The Amsterdam nightlife has brought a lot to me personally. In the village of Brabant where I come from, going out mainly consisted of tapping away as many flügels as possible, ‘tonguing’ with the girls from my class and playing along with Yes no from Jody Bernal. Nothing wrong with that, but it only pushed me deeper into the closet as an insecure teenager struggling with his sexuality.

That changed when I moved to Amsterdam in 2004. I kissed a boy in the Trut for the first time, danced with my first boyfriend in our carefully torn T-shirts in Club 11 (we were still young) and had exciting evenings in the Church. You could say that nightlife shaped me: at night I grew from an insecure boy who struggled with his sexuality to someone who is a lot more confident about who he is and about his place in the world.

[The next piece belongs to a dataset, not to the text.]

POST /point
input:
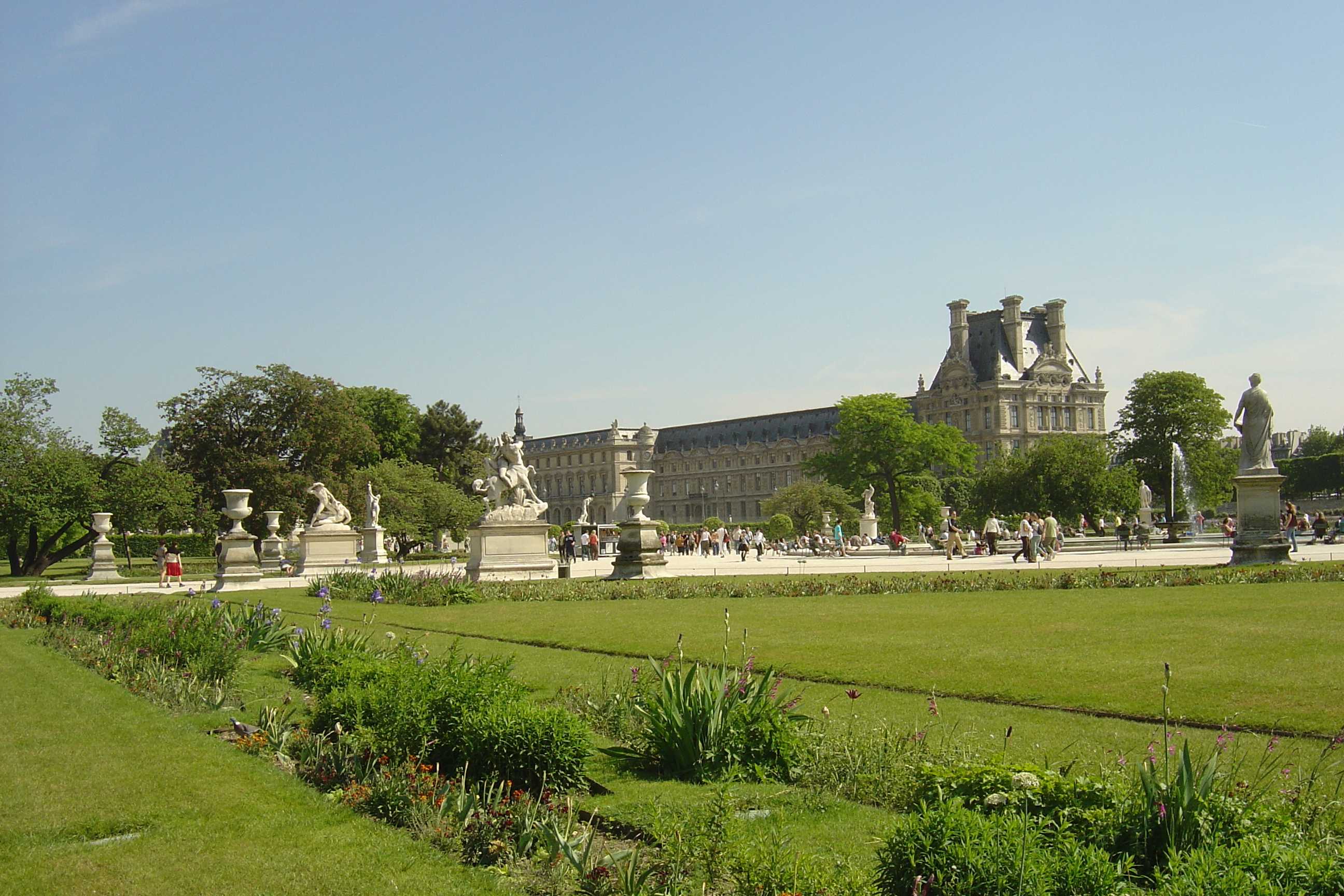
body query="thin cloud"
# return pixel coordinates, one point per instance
(112, 21)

I am lucky, I realize more and more recently. At least I’ve been through all these evenings and nights. I was able to indulge myself. The stories of young people dealing with anti-gay violence at illegal raves hurt: they show the importance of safe places with strict door policies, so that uninvited guests can be kept away.

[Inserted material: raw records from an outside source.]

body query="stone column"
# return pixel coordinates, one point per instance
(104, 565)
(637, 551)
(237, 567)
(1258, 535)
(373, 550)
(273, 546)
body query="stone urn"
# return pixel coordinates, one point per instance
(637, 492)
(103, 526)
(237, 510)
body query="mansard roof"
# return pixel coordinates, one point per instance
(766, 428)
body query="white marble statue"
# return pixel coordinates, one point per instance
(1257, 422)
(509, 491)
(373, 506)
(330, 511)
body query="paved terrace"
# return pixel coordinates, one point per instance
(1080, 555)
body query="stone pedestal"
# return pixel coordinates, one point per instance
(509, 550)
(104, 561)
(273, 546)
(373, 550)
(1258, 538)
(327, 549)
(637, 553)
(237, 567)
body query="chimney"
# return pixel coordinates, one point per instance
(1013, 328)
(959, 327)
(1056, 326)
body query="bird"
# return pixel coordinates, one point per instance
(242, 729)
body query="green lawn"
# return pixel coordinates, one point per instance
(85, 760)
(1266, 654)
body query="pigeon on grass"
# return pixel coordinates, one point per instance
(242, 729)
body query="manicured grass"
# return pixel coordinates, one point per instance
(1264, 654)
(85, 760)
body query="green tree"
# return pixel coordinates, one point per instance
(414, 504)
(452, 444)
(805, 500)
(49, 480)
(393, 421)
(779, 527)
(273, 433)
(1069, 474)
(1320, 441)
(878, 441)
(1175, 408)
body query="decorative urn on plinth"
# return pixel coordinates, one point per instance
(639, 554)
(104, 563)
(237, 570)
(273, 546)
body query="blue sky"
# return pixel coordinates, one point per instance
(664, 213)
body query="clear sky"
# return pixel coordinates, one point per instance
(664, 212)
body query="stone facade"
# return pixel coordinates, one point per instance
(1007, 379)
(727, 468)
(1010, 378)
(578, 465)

‘Night culture is drowning,’ was the headline of this newspaper in September after a manifestation on Museumplein, drawing attention to the importance of Amsterdam’s nightlife. For months there has been no prospect of any prospect for the sector.

Now that we are in the middle of the second wave of the coronavirus, the hospitality industry has had to close its doors again and we are home again, it may seem our least high priority to talk about nightlife. But then you reason from the idea that nightlife is a luxury; an extra to give life a little more shine.

Recognize the loss

For a lot of people, nightlife is much more than that. Not just for those who work in the industry and whose livelihood depends on it – club owners, DJs, bar staff, festival organizers, security guards, cleaners – but also for those who need clubs and entertainment to simply be themselves.

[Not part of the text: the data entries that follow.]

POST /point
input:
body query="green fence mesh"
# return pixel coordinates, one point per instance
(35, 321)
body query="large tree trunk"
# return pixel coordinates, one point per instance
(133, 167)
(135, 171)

I want to stay away from possible solutions; I don’t have that and I don’t understand it either. It is indeed a minefield. In my view, it would make a big difference if there were more recognition – from politics, from society – for the fact that nightlife is relevant. In a cultural sense, in a social sense, that the lack of it goes beyond not being able to go to hell for a night, that the current situation is duping and desperate people in all kinds of ways.

When I think of that February night in De School, when everything was still different, the feeling that takes hold of me can really only be described in one way: as mourning. Call it affectionate, exaggerated or inappropriate, but I miss the spontaneous, the kissing, the music, the lights, the drinking from each other’s glasses, the fog in my head and the prospect of a night without end, where anything is possible.

The listening bar

Blown over from Japan and increasingly popular because of the pandemic: the listening bar. DJs play listening music – from jazz to ambient – for a seated audience in an intimate setting. It is a way to still enjoy (electronic) music in the present time. In and around Amsterdam you can go to the Dynamic Range Music Bar in Het HEM in Zaandam and the nightclub Doka in the Volkshotel for this type of listening session. Due to the current measures, the hotel is only open to hotel guests.

ADE

The Amsterdam Dance Event (ADE) will take place this year from 21 to 25 October. Due to the corona crisis, a large part of this edition would already be digital, but with a selection of small live shows in venues such as Paradiso and the Melkweg, the organization also wanted to set up a corona-resistant and physical festival. Due to the stricter measures announced last week, the organization had to return to the drawing board. A few shows remain for a limited audience; a number of planned shows will be live-streamed without an audience through ADE’s digital platform. Look for the new program on amsterdam-dance-event.nl.